The Bounties and Blessings of Summer

"That beautiful season the Summer! Filled was the air with a dreamy and magical light;
and the landscape lay as if new, created in all the freshness of childhood."
(Henry Wadsworth Longfellow)


I cannot tell you how perfect this night was, with Duncan, Kona and Melissa at the park, playing fetch under what was one of the most beautiful sunset skies I've ever seen, the kind of sunset only a child could draw, with rays of golden light breaking the spilled edges of indigo night into stripes, a luminous red seeping though and outlining the fabric of the air, igniting the quiet shadows between the deep of the trees. Even the dogs, tired as they were from chasing the ball, stopped and rested in the long grass and basked in the departing joy of the day and the ebullient chorus of coming night. The breast moon, fleshy and imperfect on the far side of the sky, watched over us, a flitting cloud of bats, circling overhead, angling and diving across the golden glow of her swollen, pendulous arc. There was not a moment that Melissa and I did not catch our breaths and sigh in a deep, satisfactory awe, pointing, our arms pink before us, golden auras glowing around the tips of our fingers.

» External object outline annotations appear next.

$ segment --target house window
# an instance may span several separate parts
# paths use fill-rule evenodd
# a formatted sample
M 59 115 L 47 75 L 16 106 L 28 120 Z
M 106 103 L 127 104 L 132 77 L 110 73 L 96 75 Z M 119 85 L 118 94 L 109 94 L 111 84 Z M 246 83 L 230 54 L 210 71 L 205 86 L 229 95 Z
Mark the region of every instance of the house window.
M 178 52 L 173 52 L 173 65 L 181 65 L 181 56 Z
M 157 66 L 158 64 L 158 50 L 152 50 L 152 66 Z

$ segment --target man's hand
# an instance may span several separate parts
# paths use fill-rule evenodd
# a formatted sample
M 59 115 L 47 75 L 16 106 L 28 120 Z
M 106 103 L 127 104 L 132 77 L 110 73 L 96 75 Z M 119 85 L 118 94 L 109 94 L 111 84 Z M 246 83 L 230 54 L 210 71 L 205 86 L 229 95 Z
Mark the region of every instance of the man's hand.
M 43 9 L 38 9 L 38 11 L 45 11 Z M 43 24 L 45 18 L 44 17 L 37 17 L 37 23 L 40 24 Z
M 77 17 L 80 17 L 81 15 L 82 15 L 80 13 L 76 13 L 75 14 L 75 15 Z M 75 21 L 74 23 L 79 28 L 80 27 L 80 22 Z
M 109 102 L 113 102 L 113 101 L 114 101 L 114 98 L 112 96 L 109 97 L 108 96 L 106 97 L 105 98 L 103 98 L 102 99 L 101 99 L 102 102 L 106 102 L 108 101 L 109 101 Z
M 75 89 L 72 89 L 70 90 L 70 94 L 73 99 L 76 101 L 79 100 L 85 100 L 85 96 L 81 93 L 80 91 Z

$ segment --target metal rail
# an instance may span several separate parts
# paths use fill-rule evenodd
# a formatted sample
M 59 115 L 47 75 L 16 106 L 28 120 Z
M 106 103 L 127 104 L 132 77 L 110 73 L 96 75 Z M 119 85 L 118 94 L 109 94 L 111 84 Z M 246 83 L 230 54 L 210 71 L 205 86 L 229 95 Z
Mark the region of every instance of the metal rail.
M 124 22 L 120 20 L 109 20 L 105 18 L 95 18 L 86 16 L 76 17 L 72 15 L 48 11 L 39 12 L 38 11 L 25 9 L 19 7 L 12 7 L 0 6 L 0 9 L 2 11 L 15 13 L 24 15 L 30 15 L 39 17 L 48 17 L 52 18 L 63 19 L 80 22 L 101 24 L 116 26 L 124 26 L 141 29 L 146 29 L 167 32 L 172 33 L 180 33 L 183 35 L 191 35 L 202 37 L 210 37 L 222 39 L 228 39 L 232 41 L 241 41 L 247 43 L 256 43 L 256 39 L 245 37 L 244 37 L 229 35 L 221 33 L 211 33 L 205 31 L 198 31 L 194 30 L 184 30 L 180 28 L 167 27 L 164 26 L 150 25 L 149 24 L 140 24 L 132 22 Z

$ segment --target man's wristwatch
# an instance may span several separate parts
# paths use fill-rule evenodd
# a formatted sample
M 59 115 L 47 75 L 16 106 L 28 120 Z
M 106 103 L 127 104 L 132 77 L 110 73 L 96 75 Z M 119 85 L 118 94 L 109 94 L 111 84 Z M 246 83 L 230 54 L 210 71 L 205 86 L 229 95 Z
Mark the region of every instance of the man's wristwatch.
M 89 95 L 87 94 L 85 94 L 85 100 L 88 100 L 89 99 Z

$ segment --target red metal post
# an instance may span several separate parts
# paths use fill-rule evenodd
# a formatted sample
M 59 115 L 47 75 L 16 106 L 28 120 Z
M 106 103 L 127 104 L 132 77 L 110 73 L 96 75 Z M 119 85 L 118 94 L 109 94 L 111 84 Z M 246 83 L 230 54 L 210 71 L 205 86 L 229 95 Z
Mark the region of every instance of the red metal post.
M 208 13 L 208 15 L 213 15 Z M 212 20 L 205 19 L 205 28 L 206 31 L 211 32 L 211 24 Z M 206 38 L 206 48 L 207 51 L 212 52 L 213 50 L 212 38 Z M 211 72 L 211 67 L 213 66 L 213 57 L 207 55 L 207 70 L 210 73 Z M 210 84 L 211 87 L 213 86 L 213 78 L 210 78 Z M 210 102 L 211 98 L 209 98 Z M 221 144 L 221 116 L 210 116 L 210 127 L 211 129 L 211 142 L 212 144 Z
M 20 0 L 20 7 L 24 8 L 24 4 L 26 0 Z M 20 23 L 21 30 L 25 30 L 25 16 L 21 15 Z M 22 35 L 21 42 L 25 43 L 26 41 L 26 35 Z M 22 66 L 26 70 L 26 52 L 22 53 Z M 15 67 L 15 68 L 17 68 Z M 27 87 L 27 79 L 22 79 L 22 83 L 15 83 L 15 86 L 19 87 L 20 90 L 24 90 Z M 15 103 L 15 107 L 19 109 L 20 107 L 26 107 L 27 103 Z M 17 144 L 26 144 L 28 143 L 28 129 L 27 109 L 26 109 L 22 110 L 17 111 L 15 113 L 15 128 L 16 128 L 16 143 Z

It is good to be alive, good to have a dog or two at your side, and good to thank the universe for being able to stop long enough to recognize and name all the bounties of life. I am blessed indeed.

3 comments:

Greg said...

What a nightfall, eh? Your pictures are stunning, as always.

I've never heard the nearly full moon referred to as a "breast" moon. Is this a creation of yours or just something I've missed hearing before now?

Curt Rogers said...

Thanks, Greg! It means a lot coming from a master photographer like you!

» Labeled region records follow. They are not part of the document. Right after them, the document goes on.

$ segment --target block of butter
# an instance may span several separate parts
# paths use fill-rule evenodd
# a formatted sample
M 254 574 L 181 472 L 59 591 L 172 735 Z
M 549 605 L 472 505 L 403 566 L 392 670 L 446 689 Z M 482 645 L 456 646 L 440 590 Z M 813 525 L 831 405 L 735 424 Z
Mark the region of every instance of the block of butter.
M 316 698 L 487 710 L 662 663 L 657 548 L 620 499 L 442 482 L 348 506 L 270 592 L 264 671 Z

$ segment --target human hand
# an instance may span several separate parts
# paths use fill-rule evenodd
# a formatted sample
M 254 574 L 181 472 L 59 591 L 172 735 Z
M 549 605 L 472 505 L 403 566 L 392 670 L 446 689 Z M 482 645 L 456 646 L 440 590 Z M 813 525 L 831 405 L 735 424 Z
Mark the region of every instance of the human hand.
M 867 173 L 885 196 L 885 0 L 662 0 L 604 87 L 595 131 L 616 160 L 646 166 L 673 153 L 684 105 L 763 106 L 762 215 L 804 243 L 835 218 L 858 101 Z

The "breast moon" is a another example of my literary license at work. I wrote about it in my journal once in college, while sitting on the shores of Lake Geneva, Wisconsin, and have never quite been able to shake it. It certainly does seem to look like one at times.

I recently finished reading "Thirteen Moons" by Charles Frazier and loved the Native American moons. I kept waiting to see if Breast Moon would pop up, but alas, I may be alone on this one.

Anonymous said...

I think "moon" refers to another part of the anatomy.